Agora, o Estado, via BNDES, tenta bloquear um empréstimo aprovado para uma das maiores montadoras do país, a Volkswagen, tentando vincular a liberação à manutenção da fábrica de SBC. Há uma divergência no governo, quando o presidente do BNDES tenta defender a liberação do empréstimo e o ministro do Trabalho, que tenta condicionar o empréstimo à manutenção da fábrica de SBC, admite que não tem como evitar a reestruturação da planta de SBC que implica em demissões de 6 mil trabalhadores até 2008. Logo, a fábrica que tem hoje 12.000 trabalhadores ficará, em 2008, com apenas 6.000. É bom manter a memória viva e lembrar que foi o atual Ministro do Trabalho, na condição de presidente do Sindicato dos Metalúrgicos de SBC em 2001, quem negociou, na Alemanha, um contrato de trabalho somente até 2006 sem demissões.
É por isso que hoje ele aceita que as demissões são necessárias para manter a fábrica em SBC para torná-la competitiva. A pergunta que fica no ar é quanto às plantas que já são competitivas e continuam demitindo. Vão receber, via BNDES, mais dinheiro público que é originário do FGTS, saído das costas dos trabalhadores para demitir trabalhadores para salvá-las dessa crise de exportações e garantir seus altos lucros?

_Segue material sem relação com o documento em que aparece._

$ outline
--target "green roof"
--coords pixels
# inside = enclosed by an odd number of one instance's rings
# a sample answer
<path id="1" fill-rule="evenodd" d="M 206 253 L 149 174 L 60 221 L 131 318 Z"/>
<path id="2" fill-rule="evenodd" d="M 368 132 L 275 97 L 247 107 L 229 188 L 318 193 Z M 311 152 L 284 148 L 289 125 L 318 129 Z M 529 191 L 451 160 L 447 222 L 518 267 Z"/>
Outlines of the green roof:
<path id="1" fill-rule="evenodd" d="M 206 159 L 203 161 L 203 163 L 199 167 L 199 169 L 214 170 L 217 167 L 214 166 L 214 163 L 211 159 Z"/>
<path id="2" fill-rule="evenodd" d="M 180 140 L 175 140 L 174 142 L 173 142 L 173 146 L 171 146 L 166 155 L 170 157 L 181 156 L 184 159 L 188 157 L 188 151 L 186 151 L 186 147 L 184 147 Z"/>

Essa crise está eclodindo exatamente em um ano eleitoral, quando serão eleitos os futuros dirigentes da nação e não vemos nos programas de governo qualquer menção a uma mudança da política em relação à indústria automobilística e ao grande capital especulativo, o que é uma demonstração real de que a economia congelou a política e os grandes grupos econômicos continuam determinando as políticas do Estado em seu benefício, mesmo não tendo direito a voto.